La ragazza immortalata in posa ambigua e plasticissima sull'immagine qui sopra rivela in un colpo solo una tale quantità di spunti e temi para-sociologici di cui si potrebbe discutere ampiamente, non si trascendesse per forza di cose l'argomento strettamente musicale.
Il silenzioso tramonto della millenaria cultura asiatica - o quantomeno una sua radicale riconfigurazione, la confusione del post-globalizzazione, la vampirizzazione mediatica dei tratti culturali neutralizzati in slogan e stereotipi particolarmente economici. La materia è scottante, il piatto ricco e controverso.
Ma partiamo dalle presentazioni. Fatima Al Qadiri non è innanzitutto la ragazza in copertina (che è invece un lavoro della Shanzhai Biennial), ma un'avvenente kuwaitiana trapiantatata negli States. Cresciuta nel Medio Oriente dei boom economici legati a doppio filo con lo sfruttamento petrolifero, Fatima ha maturato ben presto un'idea “globale” di pop culture, grazie alla straripante pirateria mediatica del suo paese, che le ha consentito di nutrirsi dei canali Mtv letteralmente da ogni angolo del mondo (Cina, Singapore, Giappone, Europa, Usa) e di interessarsi alle tematiche socio-culturali, in particolare della radicale rivoluzione economica e sociale dell'Asia e del modo in cui l'Occidente guarda e rappresenta il suo continente.
L'austero flusso sintetico di “Asiatisch”, primo full-length dopo una serie di “concept” acustico-visuali rilasciati nell'ultimo biennio, passa in rassegna alcuni di questi temi, concentrandosi in particolare sull'immaginario cinese - auto-definendosi "sino-grime" - procedendo per indizi e distorsioni e mai per facili descrizioni. A partire dalla straniante apertura, “Shanzhai”: non è un déjà-vu ma è proprio una cover di “Nothing Compares 2 U”, farfugliata in un mandarino inventato.
“Szechuan” riassume forse al meglio la ricetta dell'opera, guidata com'è da synth in stato di nevrosi, ritmiche mutuate da un dubstep fantasma e convertite a mera funzione decorativa, cori gregorianamente severi e filtrati a mo' di commento ambientale.
Altrove sono invece i simboli a prevalere: “Wudang” rimanda inevitabilmente all'immaginario kung-fu largamente spremuto dalla cultura americana (non ultimo proprio dal Wu-Tang Clan) non fosse attraversato dalle liriche storpiate di “Peach Tree Tender”, antica poesia cinese, “Dragon Tattoo” allo stesso modo mescola stereotipo, tradizione e digitale in un sino-r&b moribondo e non di meno affascinante.

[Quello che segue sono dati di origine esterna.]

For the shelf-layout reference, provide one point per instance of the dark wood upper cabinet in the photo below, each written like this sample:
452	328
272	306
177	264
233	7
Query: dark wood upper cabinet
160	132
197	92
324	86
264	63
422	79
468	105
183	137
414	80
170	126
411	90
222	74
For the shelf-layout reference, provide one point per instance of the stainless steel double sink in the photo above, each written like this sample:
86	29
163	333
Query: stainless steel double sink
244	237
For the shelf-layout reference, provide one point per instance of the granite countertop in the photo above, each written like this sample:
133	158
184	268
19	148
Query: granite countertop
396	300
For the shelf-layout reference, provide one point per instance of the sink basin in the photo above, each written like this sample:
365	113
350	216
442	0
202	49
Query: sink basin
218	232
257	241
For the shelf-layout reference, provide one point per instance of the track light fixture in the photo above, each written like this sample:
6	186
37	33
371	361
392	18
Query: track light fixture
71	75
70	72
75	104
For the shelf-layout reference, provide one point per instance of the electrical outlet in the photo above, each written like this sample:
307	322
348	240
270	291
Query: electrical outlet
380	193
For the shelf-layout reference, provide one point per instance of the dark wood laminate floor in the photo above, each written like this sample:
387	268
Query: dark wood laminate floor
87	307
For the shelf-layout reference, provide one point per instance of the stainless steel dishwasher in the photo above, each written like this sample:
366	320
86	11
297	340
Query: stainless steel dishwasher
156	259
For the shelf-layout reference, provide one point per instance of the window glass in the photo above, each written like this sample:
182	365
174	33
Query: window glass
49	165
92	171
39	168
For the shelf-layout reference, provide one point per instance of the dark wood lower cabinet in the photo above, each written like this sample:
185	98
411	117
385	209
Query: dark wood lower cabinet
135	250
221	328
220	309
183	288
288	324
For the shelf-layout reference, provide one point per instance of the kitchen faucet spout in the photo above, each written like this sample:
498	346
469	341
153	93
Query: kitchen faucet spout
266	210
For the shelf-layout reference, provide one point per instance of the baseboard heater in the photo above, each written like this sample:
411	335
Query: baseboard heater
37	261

Tracce come “Hainan Island” e “Shanghau Freeway”, invece, spingono su un desolato digital-romanticismo senza tuttavia perdere una virgola di algidità, sfrecciando tra stupa al neon e tramonti riprodotti su led screen intrappolati tra giungle di acciaio e catene di shopping mall.
Disco atipico in più di un senso, “Asiatisch” è un lavoro incompromissorio che richiede partecipazione e ascolti attivi, in cui invece di risposte finite si nascondono nuovi e scomodi interrogativi. Se vi sorprenderà al momento opportuno, potrebbe anche capitare che ve ne innamoriate senza condizioni.